Une intégration qui a également permis de réduire significativement les coûts cloud de ses clients. La jeune pousse qui possédait initialement deux modes de tarification, une offre principale de paiement à l’usage dite « Pay as you go » et une offre Enterprise, destinée aux grands comptes, a gardé ce fonctionnement à la suite de son intégration. Jean-Yves Stephan précise que l’offre Enterprise – proposée lorsque le revenu annuel du client dépasse les 100 000 € ou 100 000 – s’est largement développée à la suite du rachat, profitant de la notoriété de NetApp. « Les grands groupes vont faire confiance à une entreprise largement implantée plutôt qu’à une start-up de 10 personnes, on profite aussi des relations existantes puisque Spot et NetApp ont des clients parmi des milliers de grands comptes » ajoute-t-il. Côté secteurs, Data Mechanics admet être depuis ses débuts multi-secteurs, ciblant les groupes de technologie, biologie, la finance, les médias, la publicité, le marketing ou encore des organisations gouvernementales.

Une feuille de route bien remplie

Même si la jeune pousse se sent aujourd’hui intégrée, certaines évolutions sont encore à venir. « Nous étions présents initialement sur les trois grands clouds, aujourd’hui nous sommes présents sur Amazon et nous venons d'annoncer notre présence sur Google Cloud Platform avec le nouveau produit intégré ». A terme, Data Mechanics veut être présent sur Azure, et de facto sur les trois grands fournisseurs de cloud, annonce Jean-Yves Stephan. Par la suite, l’objectif est de poursuivre l’enrichissement de l'offre. « On a un produit qui est très apprécié par les équipes data engineering et on est en train de l’étoffer pour le rendre plus intéressant pour des équipes data science.
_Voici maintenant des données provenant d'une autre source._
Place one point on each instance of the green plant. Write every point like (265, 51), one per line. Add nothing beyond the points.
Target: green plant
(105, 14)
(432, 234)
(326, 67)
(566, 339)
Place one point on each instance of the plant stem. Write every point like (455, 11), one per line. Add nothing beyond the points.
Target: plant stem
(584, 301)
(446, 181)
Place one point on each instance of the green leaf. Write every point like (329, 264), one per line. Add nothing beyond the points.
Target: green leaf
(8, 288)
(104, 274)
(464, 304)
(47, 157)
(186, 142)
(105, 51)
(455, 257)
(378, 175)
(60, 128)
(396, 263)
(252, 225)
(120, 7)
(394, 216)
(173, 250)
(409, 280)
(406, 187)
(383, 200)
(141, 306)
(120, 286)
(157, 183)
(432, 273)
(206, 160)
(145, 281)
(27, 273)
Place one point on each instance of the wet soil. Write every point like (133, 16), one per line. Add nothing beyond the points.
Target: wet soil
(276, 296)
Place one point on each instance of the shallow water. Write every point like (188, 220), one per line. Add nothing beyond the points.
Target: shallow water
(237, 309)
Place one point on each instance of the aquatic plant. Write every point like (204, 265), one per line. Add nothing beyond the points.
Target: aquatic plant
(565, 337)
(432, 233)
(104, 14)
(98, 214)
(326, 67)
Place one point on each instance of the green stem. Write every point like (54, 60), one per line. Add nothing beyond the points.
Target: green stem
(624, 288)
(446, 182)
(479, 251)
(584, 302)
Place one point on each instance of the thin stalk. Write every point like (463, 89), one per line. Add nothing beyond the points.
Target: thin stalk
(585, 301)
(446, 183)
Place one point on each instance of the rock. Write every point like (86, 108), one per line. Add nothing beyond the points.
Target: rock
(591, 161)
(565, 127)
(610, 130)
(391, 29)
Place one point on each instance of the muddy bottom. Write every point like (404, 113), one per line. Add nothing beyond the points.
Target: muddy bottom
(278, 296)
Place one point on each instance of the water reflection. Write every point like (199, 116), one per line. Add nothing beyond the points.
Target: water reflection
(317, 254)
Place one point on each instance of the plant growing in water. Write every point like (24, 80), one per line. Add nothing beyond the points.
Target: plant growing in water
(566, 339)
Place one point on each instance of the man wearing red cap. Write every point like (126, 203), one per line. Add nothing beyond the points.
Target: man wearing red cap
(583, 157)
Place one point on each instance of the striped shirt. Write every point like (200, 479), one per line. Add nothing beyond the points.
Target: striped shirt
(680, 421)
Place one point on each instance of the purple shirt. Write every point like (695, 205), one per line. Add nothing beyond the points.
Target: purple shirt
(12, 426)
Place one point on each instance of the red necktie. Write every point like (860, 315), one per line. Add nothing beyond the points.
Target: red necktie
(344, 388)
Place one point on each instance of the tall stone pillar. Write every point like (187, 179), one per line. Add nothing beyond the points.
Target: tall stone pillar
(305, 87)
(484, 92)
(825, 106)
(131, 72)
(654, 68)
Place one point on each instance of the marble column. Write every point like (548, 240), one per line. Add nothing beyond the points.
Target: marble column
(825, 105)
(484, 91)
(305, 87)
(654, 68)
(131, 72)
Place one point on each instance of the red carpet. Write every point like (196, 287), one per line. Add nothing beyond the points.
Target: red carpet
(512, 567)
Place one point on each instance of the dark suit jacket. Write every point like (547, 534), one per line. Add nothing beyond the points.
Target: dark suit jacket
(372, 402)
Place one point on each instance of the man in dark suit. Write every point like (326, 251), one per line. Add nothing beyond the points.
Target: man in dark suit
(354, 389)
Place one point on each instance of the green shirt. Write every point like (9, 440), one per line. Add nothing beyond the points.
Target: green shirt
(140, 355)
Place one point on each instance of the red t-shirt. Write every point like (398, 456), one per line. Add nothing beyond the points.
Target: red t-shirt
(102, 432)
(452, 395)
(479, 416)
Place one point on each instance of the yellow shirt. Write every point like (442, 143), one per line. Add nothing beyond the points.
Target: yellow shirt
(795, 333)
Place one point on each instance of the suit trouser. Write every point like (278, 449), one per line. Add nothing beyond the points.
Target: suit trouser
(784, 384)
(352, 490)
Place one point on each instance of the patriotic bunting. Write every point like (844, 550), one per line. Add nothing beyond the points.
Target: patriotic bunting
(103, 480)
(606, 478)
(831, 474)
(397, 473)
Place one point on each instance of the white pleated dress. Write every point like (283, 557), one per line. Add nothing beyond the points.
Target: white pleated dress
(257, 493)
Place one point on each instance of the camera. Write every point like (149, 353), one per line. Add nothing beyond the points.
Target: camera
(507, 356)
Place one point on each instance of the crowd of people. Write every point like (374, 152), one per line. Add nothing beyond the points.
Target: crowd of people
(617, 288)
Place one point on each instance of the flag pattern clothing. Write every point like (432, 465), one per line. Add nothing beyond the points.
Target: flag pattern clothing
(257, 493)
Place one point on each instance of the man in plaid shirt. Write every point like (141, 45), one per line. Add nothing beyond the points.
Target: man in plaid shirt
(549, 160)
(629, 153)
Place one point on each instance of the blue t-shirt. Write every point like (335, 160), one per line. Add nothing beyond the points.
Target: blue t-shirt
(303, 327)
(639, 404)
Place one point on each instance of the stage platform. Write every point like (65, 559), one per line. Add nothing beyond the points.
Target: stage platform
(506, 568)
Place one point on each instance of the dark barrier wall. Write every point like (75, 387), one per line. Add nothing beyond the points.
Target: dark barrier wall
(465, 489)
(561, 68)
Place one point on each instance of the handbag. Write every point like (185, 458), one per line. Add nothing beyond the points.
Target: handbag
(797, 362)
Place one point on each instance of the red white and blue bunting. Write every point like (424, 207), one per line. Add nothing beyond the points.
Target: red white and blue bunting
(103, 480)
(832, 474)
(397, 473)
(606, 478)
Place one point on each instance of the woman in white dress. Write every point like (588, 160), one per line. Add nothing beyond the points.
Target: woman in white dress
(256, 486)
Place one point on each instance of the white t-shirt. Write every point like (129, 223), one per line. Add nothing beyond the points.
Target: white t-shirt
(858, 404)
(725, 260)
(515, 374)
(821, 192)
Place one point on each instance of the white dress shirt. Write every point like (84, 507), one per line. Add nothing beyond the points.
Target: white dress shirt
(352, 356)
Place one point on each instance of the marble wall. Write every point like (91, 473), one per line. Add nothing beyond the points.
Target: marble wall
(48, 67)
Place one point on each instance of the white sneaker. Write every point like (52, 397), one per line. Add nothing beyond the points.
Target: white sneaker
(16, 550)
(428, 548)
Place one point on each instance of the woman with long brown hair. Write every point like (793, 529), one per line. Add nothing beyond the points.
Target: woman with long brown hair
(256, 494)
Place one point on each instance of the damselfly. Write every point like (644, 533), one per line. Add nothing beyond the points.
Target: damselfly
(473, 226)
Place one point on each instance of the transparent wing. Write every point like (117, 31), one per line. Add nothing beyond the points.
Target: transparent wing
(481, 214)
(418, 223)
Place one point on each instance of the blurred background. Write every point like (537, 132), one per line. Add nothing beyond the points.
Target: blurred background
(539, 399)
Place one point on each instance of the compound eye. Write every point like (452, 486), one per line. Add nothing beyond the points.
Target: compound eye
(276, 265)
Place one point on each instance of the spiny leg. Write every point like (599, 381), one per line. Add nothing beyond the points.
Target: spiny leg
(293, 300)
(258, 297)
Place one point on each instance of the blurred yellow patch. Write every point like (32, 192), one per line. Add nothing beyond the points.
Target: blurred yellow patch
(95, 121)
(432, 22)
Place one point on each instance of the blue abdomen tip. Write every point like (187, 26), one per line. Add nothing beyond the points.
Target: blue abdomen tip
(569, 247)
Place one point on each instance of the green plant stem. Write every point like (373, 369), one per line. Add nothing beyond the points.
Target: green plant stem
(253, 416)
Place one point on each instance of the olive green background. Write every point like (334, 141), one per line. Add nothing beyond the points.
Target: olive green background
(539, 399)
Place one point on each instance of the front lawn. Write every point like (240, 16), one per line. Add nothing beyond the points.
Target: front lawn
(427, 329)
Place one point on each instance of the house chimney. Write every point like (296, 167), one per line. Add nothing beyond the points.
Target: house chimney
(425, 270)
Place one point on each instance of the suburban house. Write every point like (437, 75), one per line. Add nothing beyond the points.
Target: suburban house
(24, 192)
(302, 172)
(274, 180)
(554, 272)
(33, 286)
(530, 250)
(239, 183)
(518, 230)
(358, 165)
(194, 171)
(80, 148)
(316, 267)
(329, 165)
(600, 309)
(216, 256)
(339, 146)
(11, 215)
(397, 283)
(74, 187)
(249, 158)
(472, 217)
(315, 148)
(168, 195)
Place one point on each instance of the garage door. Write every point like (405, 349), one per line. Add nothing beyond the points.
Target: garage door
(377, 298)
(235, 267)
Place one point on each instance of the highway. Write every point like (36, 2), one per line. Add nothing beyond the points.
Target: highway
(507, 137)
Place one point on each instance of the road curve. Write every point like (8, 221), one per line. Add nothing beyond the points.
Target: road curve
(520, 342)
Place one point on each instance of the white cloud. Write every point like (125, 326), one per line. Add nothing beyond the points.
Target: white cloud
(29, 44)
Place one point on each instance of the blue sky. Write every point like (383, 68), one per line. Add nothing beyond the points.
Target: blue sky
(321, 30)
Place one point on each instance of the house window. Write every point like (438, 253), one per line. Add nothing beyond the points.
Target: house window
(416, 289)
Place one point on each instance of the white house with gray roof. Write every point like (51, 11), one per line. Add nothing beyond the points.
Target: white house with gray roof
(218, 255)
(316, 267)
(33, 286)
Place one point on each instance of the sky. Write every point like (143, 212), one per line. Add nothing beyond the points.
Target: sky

« La suite consistera également à répondre aux exigences, aux attentes des très grands groupes qui ont des besoins à la fois de flexibilité lorsqu'ils veulent déployer leur infrastructure d'une manière propre à leur système et ont des exigences en matière de sécurité et de passage à l'échelle. Nous devons être capables de faire transiter par la plateforme 10 fois, 100 fois, ou 1 000 fois plus de données que ce que font aujourd'hui les plus grands clients. « On se considère toujours comme une start-up à l'intérieur de Spot by NetApp. L’une des conséquences est que l’on n’a pas forcément une feuille de route gravée dans le marbre, mais que l’on continue de réagir de manière très agile, de prioriser certaines fonctionnalités parce que certains clients nous l'ont demandé » témoigne le co-fondateur de la start-up. « Notre enjeu est de devenir un des leaders des solutions Spark au même titre que Databricks, ou que certaines offres proposées par les fournisseurs de cloud eux-mêmes – Amazon et Google – et nous avons vocation à grossir à la fois en termes d'équipe et sur le plan commercial, à l’international » conclut-il.